77 Maple Street
The three story brick Springfield Female Seminary was built in 1832 by Simon Sanborn, Springfield's master builder. The Seminary became coed in 1835 and moved to a different location in 1843. The drawing at left depicts the building as it was when it was first built, with three stories.
After being sold to Margaret Emery in 1843, the school was converted to a residence. After her death in 1860, it was sold to Frederick Harris, a cashier and then president of the Third National Bank. He lived here until 1911. After that, the property went through numerous owners, eventually being converted to professional offices. In the black and white image above, one can see that the building had a two story front porch, which is now gone.
In recent years this historic resource has been in a state of decay, every day getting closer to being lost. The two bottom left images show the extent of deterioration. The extent of this deterioration was hidden from the street, but it is currently being stabilized and rebuilt. The pictures plainly show the seriousness of the situation. The previous owner had started a renovation project on the building. The interior space was gutted down to stud walls but it appears work stopped soon after this was done. The property had been sitting in this condition for the past several years.
The property is located in the Lower Maple Historic District and is on the National Register of Historic Places. The SPT Board of Directors decided to step in and purchase the building so that it can be saved. SPT hired architect William J. Devlin, AIA to design and plan for the rehabilitation work. SPT is underway on the restoration and reuse of this historically significant property.
This is SPT's first rehab project in several years, and probably it's "nerviest"!
Construction was completed in May on a small area of footing in the cellar which needed immediate attention. This area, which we refer to as the "hole", will next receive some overall "hole" repair. This is a section of wall on the south side of the "main ell" (circa 1860), and a small part of the main building (1832), which failed due to a previous owner's construction error. This will be done as "structural-only" work, to stabilize the building, get it enclosed against the weather, and to help with security. It includes rescuing some windows, removing and rebuilding masonry walls, leveling and re-anchoring ell floors and roof, adding some framing at the roof, re-installing windows, plus some miscellaneous related repairs. An option is to re-open an old hatchway in that area.

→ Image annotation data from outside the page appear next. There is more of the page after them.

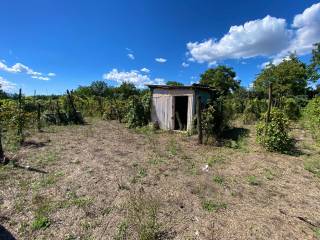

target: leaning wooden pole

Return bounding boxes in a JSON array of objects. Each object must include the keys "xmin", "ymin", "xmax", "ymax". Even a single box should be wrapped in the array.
[
  {"xmin": 37, "ymin": 103, "xmax": 41, "ymax": 132},
  {"xmin": 196, "ymin": 96, "xmax": 202, "ymax": 144},
  {"xmin": 17, "ymin": 88, "xmax": 24, "ymax": 144},
  {"xmin": 0, "ymin": 126, "xmax": 5, "ymax": 164},
  {"xmin": 266, "ymin": 83, "xmax": 272, "ymax": 124}
]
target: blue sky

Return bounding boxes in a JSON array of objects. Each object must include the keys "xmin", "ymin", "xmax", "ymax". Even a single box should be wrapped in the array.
[{"xmin": 0, "ymin": 0, "xmax": 320, "ymax": 95}]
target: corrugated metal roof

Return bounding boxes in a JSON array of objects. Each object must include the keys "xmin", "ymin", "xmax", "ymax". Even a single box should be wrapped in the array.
[{"xmin": 146, "ymin": 84, "xmax": 214, "ymax": 91}]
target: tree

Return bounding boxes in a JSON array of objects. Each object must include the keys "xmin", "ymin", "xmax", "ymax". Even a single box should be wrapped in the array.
[
  {"xmin": 200, "ymin": 66, "xmax": 240, "ymax": 96},
  {"xmin": 253, "ymin": 54, "xmax": 308, "ymax": 98},
  {"xmin": 166, "ymin": 81, "xmax": 183, "ymax": 86},
  {"xmin": 308, "ymin": 42, "xmax": 320, "ymax": 82},
  {"xmin": 115, "ymin": 82, "xmax": 139, "ymax": 99}
]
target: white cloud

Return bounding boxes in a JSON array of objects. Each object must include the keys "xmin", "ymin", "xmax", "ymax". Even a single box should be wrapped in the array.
[
  {"xmin": 128, "ymin": 53, "xmax": 135, "ymax": 60},
  {"xmin": 31, "ymin": 76, "xmax": 50, "ymax": 81},
  {"xmin": 155, "ymin": 58, "xmax": 167, "ymax": 63},
  {"xmin": 278, "ymin": 3, "xmax": 320, "ymax": 57},
  {"xmin": 48, "ymin": 73, "xmax": 57, "ymax": 77},
  {"xmin": 187, "ymin": 16, "xmax": 291, "ymax": 63},
  {"xmin": 181, "ymin": 62, "xmax": 190, "ymax": 67},
  {"xmin": 140, "ymin": 68, "xmax": 150, "ymax": 73},
  {"xmin": 0, "ymin": 61, "xmax": 55, "ymax": 81},
  {"xmin": 187, "ymin": 3, "xmax": 320, "ymax": 64},
  {"xmin": 103, "ymin": 69, "xmax": 165, "ymax": 88},
  {"xmin": 0, "ymin": 76, "xmax": 16, "ymax": 92}
]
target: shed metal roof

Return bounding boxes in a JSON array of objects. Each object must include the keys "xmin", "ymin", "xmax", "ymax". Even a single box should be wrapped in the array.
[{"xmin": 146, "ymin": 84, "xmax": 214, "ymax": 91}]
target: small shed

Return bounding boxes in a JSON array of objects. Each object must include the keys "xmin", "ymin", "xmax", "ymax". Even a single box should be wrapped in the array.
[{"xmin": 147, "ymin": 84, "xmax": 215, "ymax": 130}]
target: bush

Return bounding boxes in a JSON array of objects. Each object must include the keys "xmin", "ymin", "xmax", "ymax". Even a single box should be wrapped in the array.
[
  {"xmin": 283, "ymin": 98, "xmax": 300, "ymax": 120},
  {"xmin": 243, "ymin": 99, "xmax": 267, "ymax": 124},
  {"xmin": 303, "ymin": 96, "xmax": 320, "ymax": 143},
  {"xmin": 125, "ymin": 95, "xmax": 150, "ymax": 128},
  {"xmin": 257, "ymin": 109, "xmax": 293, "ymax": 152},
  {"xmin": 202, "ymin": 100, "xmax": 232, "ymax": 143}
]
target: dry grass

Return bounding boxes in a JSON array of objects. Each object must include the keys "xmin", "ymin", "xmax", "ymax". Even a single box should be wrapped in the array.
[{"xmin": 0, "ymin": 121, "xmax": 320, "ymax": 239}]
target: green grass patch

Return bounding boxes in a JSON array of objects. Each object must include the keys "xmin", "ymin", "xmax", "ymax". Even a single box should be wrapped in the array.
[
  {"xmin": 206, "ymin": 155, "xmax": 226, "ymax": 167},
  {"xmin": 247, "ymin": 175, "xmax": 261, "ymax": 186},
  {"xmin": 304, "ymin": 157, "xmax": 320, "ymax": 177},
  {"xmin": 167, "ymin": 138, "xmax": 180, "ymax": 157},
  {"xmin": 202, "ymin": 200, "xmax": 227, "ymax": 212},
  {"xmin": 31, "ymin": 215, "xmax": 51, "ymax": 230},
  {"xmin": 264, "ymin": 168, "xmax": 276, "ymax": 180},
  {"xmin": 212, "ymin": 176, "xmax": 225, "ymax": 185}
]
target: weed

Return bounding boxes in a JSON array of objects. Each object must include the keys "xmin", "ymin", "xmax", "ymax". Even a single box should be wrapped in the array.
[
  {"xmin": 167, "ymin": 138, "xmax": 180, "ymax": 157},
  {"xmin": 314, "ymin": 228, "xmax": 320, "ymax": 239},
  {"xmin": 247, "ymin": 175, "xmax": 261, "ymax": 186},
  {"xmin": 304, "ymin": 157, "xmax": 320, "ymax": 177},
  {"xmin": 206, "ymin": 156, "xmax": 226, "ymax": 167},
  {"xmin": 202, "ymin": 200, "xmax": 227, "ymax": 212},
  {"xmin": 138, "ymin": 168, "xmax": 148, "ymax": 178},
  {"xmin": 128, "ymin": 192, "xmax": 160, "ymax": 240},
  {"xmin": 31, "ymin": 215, "xmax": 51, "ymax": 230},
  {"xmin": 264, "ymin": 168, "xmax": 275, "ymax": 180},
  {"xmin": 63, "ymin": 191, "xmax": 93, "ymax": 208},
  {"xmin": 113, "ymin": 221, "xmax": 128, "ymax": 240},
  {"xmin": 213, "ymin": 176, "xmax": 224, "ymax": 185}
]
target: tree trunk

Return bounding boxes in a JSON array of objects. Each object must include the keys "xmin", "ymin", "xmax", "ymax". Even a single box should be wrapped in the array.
[{"xmin": 196, "ymin": 96, "xmax": 202, "ymax": 144}]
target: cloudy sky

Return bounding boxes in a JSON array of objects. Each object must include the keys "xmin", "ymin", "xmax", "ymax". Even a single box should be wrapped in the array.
[{"xmin": 0, "ymin": 0, "xmax": 320, "ymax": 94}]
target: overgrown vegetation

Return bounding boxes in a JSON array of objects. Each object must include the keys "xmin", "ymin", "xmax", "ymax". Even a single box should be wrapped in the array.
[{"xmin": 257, "ymin": 109, "xmax": 293, "ymax": 152}]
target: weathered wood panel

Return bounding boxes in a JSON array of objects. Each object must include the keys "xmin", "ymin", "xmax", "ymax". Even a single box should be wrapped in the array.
[
  {"xmin": 151, "ymin": 89, "xmax": 195, "ymax": 130},
  {"xmin": 151, "ymin": 95, "xmax": 173, "ymax": 130}
]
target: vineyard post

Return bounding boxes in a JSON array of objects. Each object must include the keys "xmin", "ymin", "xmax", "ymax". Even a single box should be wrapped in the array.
[
  {"xmin": 0, "ymin": 126, "xmax": 5, "ymax": 163},
  {"xmin": 266, "ymin": 83, "xmax": 272, "ymax": 124},
  {"xmin": 37, "ymin": 103, "xmax": 41, "ymax": 132},
  {"xmin": 17, "ymin": 88, "xmax": 24, "ymax": 144},
  {"xmin": 196, "ymin": 96, "xmax": 202, "ymax": 144}
]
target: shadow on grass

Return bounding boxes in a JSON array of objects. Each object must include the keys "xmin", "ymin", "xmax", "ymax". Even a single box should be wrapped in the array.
[
  {"xmin": 221, "ymin": 127, "xmax": 249, "ymax": 141},
  {"xmin": 0, "ymin": 224, "xmax": 16, "ymax": 240},
  {"xmin": 22, "ymin": 140, "xmax": 50, "ymax": 148}
]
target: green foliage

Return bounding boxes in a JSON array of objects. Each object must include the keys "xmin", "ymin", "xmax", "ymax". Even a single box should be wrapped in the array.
[
  {"xmin": 166, "ymin": 81, "xmax": 183, "ymax": 86},
  {"xmin": 304, "ymin": 158, "xmax": 320, "ymax": 178},
  {"xmin": 257, "ymin": 108, "xmax": 293, "ymax": 152},
  {"xmin": 283, "ymin": 98, "xmax": 300, "ymax": 120},
  {"xmin": 200, "ymin": 66, "xmax": 240, "ymax": 96},
  {"xmin": 254, "ymin": 55, "xmax": 308, "ymax": 98},
  {"xmin": 303, "ymin": 96, "xmax": 320, "ymax": 143},
  {"xmin": 125, "ymin": 96, "xmax": 149, "ymax": 128},
  {"xmin": 243, "ymin": 98, "xmax": 267, "ymax": 124},
  {"xmin": 202, "ymin": 99, "xmax": 231, "ymax": 143}
]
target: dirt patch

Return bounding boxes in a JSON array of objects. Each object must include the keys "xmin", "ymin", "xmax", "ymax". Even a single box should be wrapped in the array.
[{"xmin": 0, "ymin": 121, "xmax": 320, "ymax": 239}]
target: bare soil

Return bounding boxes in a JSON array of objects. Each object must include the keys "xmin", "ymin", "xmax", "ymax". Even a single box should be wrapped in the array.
[{"xmin": 0, "ymin": 120, "xmax": 320, "ymax": 240}]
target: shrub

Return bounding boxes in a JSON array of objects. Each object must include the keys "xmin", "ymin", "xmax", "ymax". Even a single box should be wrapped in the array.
[
  {"xmin": 243, "ymin": 99, "xmax": 267, "ymax": 124},
  {"xmin": 283, "ymin": 98, "xmax": 300, "ymax": 120},
  {"xmin": 202, "ymin": 100, "xmax": 231, "ymax": 143},
  {"xmin": 257, "ymin": 109, "xmax": 293, "ymax": 152},
  {"xmin": 303, "ymin": 96, "xmax": 320, "ymax": 143}
]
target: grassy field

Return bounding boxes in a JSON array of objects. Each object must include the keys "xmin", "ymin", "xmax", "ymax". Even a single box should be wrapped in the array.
[{"xmin": 0, "ymin": 120, "xmax": 320, "ymax": 239}]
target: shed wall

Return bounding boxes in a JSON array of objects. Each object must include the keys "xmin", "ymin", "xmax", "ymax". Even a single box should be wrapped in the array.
[{"xmin": 151, "ymin": 89, "xmax": 195, "ymax": 130}]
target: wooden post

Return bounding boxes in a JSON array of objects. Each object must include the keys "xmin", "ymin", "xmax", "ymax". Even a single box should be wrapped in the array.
[
  {"xmin": 37, "ymin": 103, "xmax": 41, "ymax": 132},
  {"xmin": 67, "ymin": 90, "xmax": 83, "ymax": 124},
  {"xmin": 17, "ymin": 88, "xmax": 24, "ymax": 144},
  {"xmin": 266, "ymin": 83, "xmax": 272, "ymax": 124},
  {"xmin": 0, "ymin": 126, "xmax": 5, "ymax": 164},
  {"xmin": 196, "ymin": 96, "xmax": 202, "ymax": 144}
]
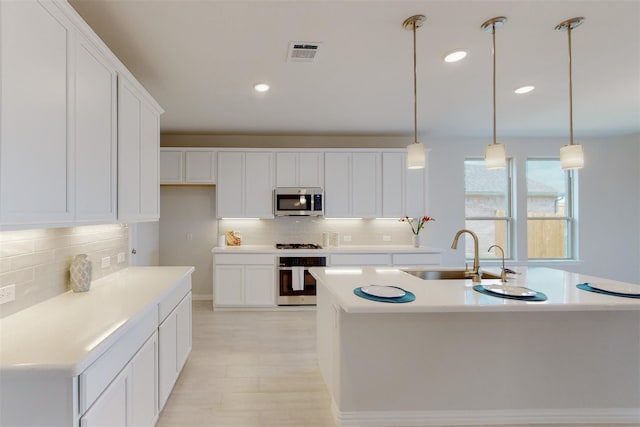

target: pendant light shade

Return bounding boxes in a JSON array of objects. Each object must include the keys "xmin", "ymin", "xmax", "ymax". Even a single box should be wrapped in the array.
[
  {"xmin": 402, "ymin": 15, "xmax": 427, "ymax": 169},
  {"xmin": 556, "ymin": 17, "xmax": 584, "ymax": 170},
  {"xmin": 407, "ymin": 142, "xmax": 425, "ymax": 169},
  {"xmin": 481, "ymin": 16, "xmax": 507, "ymax": 169},
  {"xmin": 484, "ymin": 142, "xmax": 507, "ymax": 169}
]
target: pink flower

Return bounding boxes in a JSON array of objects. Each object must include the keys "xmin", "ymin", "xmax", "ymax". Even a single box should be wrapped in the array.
[{"xmin": 400, "ymin": 216, "xmax": 436, "ymax": 235}]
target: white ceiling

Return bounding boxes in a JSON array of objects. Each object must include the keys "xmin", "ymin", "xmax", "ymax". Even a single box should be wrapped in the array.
[{"xmin": 70, "ymin": 0, "xmax": 640, "ymax": 138}]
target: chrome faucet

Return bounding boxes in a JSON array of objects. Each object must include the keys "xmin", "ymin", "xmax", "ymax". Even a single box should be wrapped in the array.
[
  {"xmin": 487, "ymin": 245, "xmax": 507, "ymax": 283},
  {"xmin": 451, "ymin": 228, "xmax": 481, "ymax": 283}
]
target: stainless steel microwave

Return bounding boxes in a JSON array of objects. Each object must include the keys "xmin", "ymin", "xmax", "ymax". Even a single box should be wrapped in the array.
[{"xmin": 273, "ymin": 187, "xmax": 324, "ymax": 216}]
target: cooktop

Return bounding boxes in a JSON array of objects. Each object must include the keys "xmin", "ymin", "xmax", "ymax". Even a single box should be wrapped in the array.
[{"xmin": 276, "ymin": 243, "xmax": 322, "ymax": 249}]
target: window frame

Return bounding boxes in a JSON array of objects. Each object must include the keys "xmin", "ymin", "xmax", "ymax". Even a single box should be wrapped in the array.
[
  {"xmin": 524, "ymin": 157, "xmax": 578, "ymax": 262},
  {"xmin": 463, "ymin": 157, "xmax": 516, "ymax": 261}
]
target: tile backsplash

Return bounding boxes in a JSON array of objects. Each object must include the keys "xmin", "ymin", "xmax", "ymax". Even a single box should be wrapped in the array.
[{"xmin": 0, "ymin": 224, "xmax": 129, "ymax": 318}]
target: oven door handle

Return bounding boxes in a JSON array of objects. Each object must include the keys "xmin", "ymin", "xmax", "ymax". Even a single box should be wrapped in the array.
[{"xmin": 291, "ymin": 267, "xmax": 304, "ymax": 291}]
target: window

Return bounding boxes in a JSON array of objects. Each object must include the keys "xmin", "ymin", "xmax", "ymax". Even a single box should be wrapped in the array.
[
  {"xmin": 464, "ymin": 159, "xmax": 513, "ymax": 259},
  {"xmin": 527, "ymin": 159, "xmax": 573, "ymax": 259}
]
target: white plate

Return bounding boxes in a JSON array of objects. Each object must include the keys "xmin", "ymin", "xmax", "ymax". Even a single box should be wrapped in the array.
[
  {"xmin": 587, "ymin": 283, "xmax": 640, "ymax": 295},
  {"xmin": 360, "ymin": 285, "xmax": 407, "ymax": 298},
  {"xmin": 482, "ymin": 285, "xmax": 537, "ymax": 297}
]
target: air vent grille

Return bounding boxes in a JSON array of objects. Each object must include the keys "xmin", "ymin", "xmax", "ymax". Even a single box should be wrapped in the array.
[{"xmin": 287, "ymin": 42, "xmax": 320, "ymax": 62}]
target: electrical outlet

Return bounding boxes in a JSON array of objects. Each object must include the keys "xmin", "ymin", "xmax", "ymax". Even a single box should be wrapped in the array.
[
  {"xmin": 0, "ymin": 285, "xmax": 16, "ymax": 304},
  {"xmin": 102, "ymin": 256, "xmax": 111, "ymax": 268}
]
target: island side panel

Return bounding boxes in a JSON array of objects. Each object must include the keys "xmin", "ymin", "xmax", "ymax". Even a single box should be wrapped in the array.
[{"xmin": 332, "ymin": 311, "xmax": 640, "ymax": 414}]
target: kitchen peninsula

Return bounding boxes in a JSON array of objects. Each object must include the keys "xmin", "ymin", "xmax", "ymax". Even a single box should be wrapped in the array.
[{"xmin": 311, "ymin": 267, "xmax": 640, "ymax": 426}]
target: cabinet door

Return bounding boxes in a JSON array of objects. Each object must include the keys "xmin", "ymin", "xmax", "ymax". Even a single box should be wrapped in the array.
[
  {"xmin": 131, "ymin": 332, "xmax": 158, "ymax": 427},
  {"xmin": 185, "ymin": 151, "xmax": 216, "ymax": 184},
  {"xmin": 276, "ymin": 153, "xmax": 300, "ymax": 187},
  {"xmin": 118, "ymin": 77, "xmax": 160, "ymax": 222},
  {"xmin": 216, "ymin": 152, "xmax": 244, "ymax": 218},
  {"xmin": 140, "ymin": 101, "xmax": 160, "ymax": 220},
  {"xmin": 244, "ymin": 265, "xmax": 275, "ymax": 306},
  {"xmin": 382, "ymin": 153, "xmax": 409, "ymax": 218},
  {"xmin": 160, "ymin": 150, "xmax": 184, "ymax": 184},
  {"xmin": 118, "ymin": 79, "xmax": 140, "ymax": 221},
  {"xmin": 298, "ymin": 152, "xmax": 324, "ymax": 187},
  {"xmin": 213, "ymin": 265, "xmax": 244, "ymax": 306},
  {"xmin": 351, "ymin": 153, "xmax": 381, "ymax": 218},
  {"xmin": 176, "ymin": 293, "xmax": 191, "ymax": 375},
  {"xmin": 0, "ymin": 1, "xmax": 74, "ymax": 224},
  {"xmin": 80, "ymin": 365, "xmax": 131, "ymax": 427},
  {"xmin": 324, "ymin": 153, "xmax": 351, "ymax": 218},
  {"xmin": 243, "ymin": 153, "xmax": 273, "ymax": 218},
  {"xmin": 74, "ymin": 36, "xmax": 117, "ymax": 222}
]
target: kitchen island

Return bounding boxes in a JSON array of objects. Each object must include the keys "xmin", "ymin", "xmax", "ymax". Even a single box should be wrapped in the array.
[{"xmin": 311, "ymin": 267, "xmax": 640, "ymax": 426}]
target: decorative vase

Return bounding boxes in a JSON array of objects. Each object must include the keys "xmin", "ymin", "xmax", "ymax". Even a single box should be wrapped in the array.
[{"xmin": 69, "ymin": 254, "xmax": 91, "ymax": 292}]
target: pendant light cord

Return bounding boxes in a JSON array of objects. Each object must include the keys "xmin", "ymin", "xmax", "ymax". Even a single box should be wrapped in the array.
[
  {"xmin": 567, "ymin": 24, "xmax": 573, "ymax": 145},
  {"xmin": 491, "ymin": 22, "xmax": 496, "ymax": 144},
  {"xmin": 413, "ymin": 20, "xmax": 418, "ymax": 144}
]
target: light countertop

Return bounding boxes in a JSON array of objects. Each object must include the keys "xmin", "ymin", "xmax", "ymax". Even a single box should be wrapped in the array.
[
  {"xmin": 0, "ymin": 267, "xmax": 194, "ymax": 375},
  {"xmin": 309, "ymin": 267, "xmax": 640, "ymax": 313},
  {"xmin": 211, "ymin": 245, "xmax": 442, "ymax": 255}
]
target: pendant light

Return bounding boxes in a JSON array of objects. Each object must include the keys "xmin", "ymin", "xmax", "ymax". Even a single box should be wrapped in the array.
[
  {"xmin": 556, "ymin": 17, "xmax": 584, "ymax": 170},
  {"xmin": 481, "ymin": 16, "xmax": 507, "ymax": 169},
  {"xmin": 402, "ymin": 15, "xmax": 427, "ymax": 169}
]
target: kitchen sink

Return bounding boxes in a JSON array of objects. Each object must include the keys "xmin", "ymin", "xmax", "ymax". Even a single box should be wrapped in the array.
[{"xmin": 402, "ymin": 270, "xmax": 500, "ymax": 280}]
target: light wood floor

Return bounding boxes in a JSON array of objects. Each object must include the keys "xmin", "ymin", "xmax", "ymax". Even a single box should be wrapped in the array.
[{"xmin": 157, "ymin": 301, "xmax": 628, "ymax": 427}]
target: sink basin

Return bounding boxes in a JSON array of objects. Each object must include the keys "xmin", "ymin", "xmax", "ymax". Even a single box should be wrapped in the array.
[{"xmin": 402, "ymin": 270, "xmax": 500, "ymax": 280}]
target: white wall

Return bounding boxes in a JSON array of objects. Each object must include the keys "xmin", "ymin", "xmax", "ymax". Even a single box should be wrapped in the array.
[
  {"xmin": 427, "ymin": 135, "xmax": 640, "ymax": 283},
  {"xmin": 159, "ymin": 186, "xmax": 217, "ymax": 299}
]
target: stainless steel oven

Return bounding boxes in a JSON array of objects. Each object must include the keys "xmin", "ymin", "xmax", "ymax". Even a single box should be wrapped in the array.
[{"xmin": 278, "ymin": 256, "xmax": 327, "ymax": 305}]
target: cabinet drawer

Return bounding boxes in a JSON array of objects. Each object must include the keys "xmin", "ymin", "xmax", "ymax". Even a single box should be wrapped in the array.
[
  {"xmin": 331, "ymin": 254, "xmax": 391, "ymax": 265},
  {"xmin": 215, "ymin": 254, "xmax": 276, "ymax": 265},
  {"xmin": 79, "ymin": 306, "xmax": 158, "ymax": 414},
  {"xmin": 393, "ymin": 253, "xmax": 440, "ymax": 265},
  {"xmin": 158, "ymin": 275, "xmax": 191, "ymax": 325}
]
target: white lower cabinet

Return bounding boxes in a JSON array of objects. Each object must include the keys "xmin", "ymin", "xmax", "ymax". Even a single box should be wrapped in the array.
[
  {"xmin": 80, "ymin": 366, "xmax": 131, "ymax": 427},
  {"xmin": 158, "ymin": 292, "xmax": 191, "ymax": 409},
  {"xmin": 213, "ymin": 254, "xmax": 275, "ymax": 307}
]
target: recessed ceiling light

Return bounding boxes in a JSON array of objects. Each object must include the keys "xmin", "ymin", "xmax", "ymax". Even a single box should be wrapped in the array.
[
  {"xmin": 514, "ymin": 85, "xmax": 536, "ymax": 95},
  {"xmin": 444, "ymin": 50, "xmax": 467, "ymax": 62}
]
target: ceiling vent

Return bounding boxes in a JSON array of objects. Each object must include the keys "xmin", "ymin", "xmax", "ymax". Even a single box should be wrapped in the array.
[{"xmin": 287, "ymin": 42, "xmax": 320, "ymax": 62}]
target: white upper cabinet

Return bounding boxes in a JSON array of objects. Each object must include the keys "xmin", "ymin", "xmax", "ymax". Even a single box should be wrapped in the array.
[
  {"xmin": 74, "ymin": 33, "xmax": 117, "ymax": 222},
  {"xmin": 160, "ymin": 148, "xmax": 217, "ymax": 185},
  {"xmin": 118, "ymin": 77, "xmax": 160, "ymax": 222},
  {"xmin": 324, "ymin": 152, "xmax": 381, "ymax": 218},
  {"xmin": 276, "ymin": 151, "xmax": 324, "ymax": 187},
  {"xmin": 382, "ymin": 152, "xmax": 428, "ymax": 218},
  {"xmin": 0, "ymin": 1, "xmax": 74, "ymax": 225},
  {"xmin": 216, "ymin": 151, "xmax": 274, "ymax": 218},
  {"xmin": 0, "ymin": 0, "xmax": 162, "ymax": 229}
]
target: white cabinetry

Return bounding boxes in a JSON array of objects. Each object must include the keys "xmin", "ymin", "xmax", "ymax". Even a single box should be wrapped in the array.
[
  {"xmin": 0, "ymin": 1, "xmax": 73, "ymax": 224},
  {"xmin": 158, "ymin": 293, "xmax": 191, "ymax": 408},
  {"xmin": 74, "ymin": 36, "xmax": 117, "ymax": 222},
  {"xmin": 324, "ymin": 152, "xmax": 382, "ymax": 218},
  {"xmin": 213, "ymin": 254, "xmax": 275, "ymax": 307},
  {"xmin": 381, "ymin": 152, "xmax": 427, "ymax": 218},
  {"xmin": 276, "ymin": 151, "xmax": 324, "ymax": 187},
  {"xmin": 216, "ymin": 151, "xmax": 274, "ymax": 218},
  {"xmin": 160, "ymin": 148, "xmax": 216, "ymax": 185},
  {"xmin": 118, "ymin": 76, "xmax": 160, "ymax": 222}
]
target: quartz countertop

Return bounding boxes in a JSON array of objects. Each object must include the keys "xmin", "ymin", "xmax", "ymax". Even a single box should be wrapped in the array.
[
  {"xmin": 309, "ymin": 267, "xmax": 640, "ymax": 313},
  {"xmin": 211, "ymin": 245, "xmax": 442, "ymax": 254},
  {"xmin": 0, "ymin": 267, "xmax": 194, "ymax": 375}
]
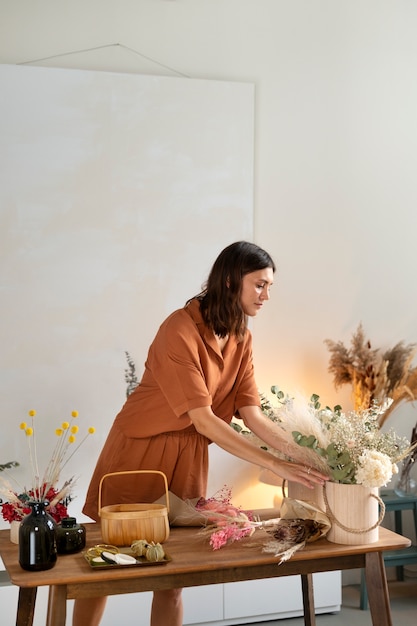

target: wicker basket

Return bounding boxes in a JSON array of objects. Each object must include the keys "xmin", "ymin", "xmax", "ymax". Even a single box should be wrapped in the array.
[{"xmin": 98, "ymin": 470, "xmax": 169, "ymax": 546}]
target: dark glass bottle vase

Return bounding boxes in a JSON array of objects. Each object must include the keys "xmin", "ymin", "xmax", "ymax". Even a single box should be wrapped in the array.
[
  {"xmin": 19, "ymin": 502, "xmax": 57, "ymax": 572},
  {"xmin": 56, "ymin": 517, "xmax": 85, "ymax": 554}
]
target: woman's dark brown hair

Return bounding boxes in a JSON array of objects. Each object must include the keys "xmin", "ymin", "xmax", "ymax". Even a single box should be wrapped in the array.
[{"xmin": 196, "ymin": 241, "xmax": 276, "ymax": 338}]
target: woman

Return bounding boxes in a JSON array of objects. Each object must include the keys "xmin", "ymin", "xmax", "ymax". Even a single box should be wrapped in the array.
[{"xmin": 73, "ymin": 241, "xmax": 326, "ymax": 626}]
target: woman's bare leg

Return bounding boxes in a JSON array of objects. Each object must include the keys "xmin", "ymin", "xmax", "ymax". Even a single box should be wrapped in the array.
[
  {"xmin": 72, "ymin": 596, "xmax": 107, "ymax": 626},
  {"xmin": 151, "ymin": 589, "xmax": 183, "ymax": 626}
]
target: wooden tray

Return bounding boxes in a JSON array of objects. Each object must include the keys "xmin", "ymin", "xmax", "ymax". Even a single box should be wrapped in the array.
[{"xmin": 83, "ymin": 548, "xmax": 172, "ymax": 569}]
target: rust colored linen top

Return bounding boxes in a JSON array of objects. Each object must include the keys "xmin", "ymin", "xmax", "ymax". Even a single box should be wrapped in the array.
[
  {"xmin": 115, "ymin": 299, "xmax": 259, "ymax": 438},
  {"xmin": 83, "ymin": 300, "xmax": 260, "ymax": 520}
]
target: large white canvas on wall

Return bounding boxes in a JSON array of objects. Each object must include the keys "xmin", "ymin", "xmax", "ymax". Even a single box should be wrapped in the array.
[{"xmin": 0, "ymin": 65, "xmax": 254, "ymax": 514}]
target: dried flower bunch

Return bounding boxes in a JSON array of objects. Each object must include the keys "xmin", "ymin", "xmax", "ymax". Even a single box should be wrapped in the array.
[
  {"xmin": 125, "ymin": 350, "xmax": 139, "ymax": 398},
  {"xmin": 0, "ymin": 410, "xmax": 95, "ymax": 522},
  {"xmin": 269, "ymin": 386, "xmax": 413, "ymax": 487},
  {"xmin": 195, "ymin": 486, "xmax": 255, "ymax": 550},
  {"xmin": 325, "ymin": 324, "xmax": 417, "ymax": 426}
]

For the "hole" work, Architectural "Construction Documents" (Drawings and Specifications), produce by architect Bill Devlin, are under way while the SPT's Building Committee is working on the paperwork for the CDBG funding. This includes a "Request for Qualifications" for interested General Contractors (GC); who may then bid on the actual construction.
The final phase would be a complete rehabbing of the building as a multi-family with 4 apartments as condominium units. State and Federal laws now require that first-floor units be handicapped-accessible.
During our Maple St. Historic House Tour on May 17th, 77 was a big hit. Since the building is gutted, people got unusual views of its interior, floor-to-floor and through multiple walls. Attractions included a membership table, a large poster, 10 signs about elements of the framing etc., some drawings and photos, Jim Boone pitching the job at the front door, and one VERY enthusiastic docent pointing-out features. It's a GREAT project for "before" pictures!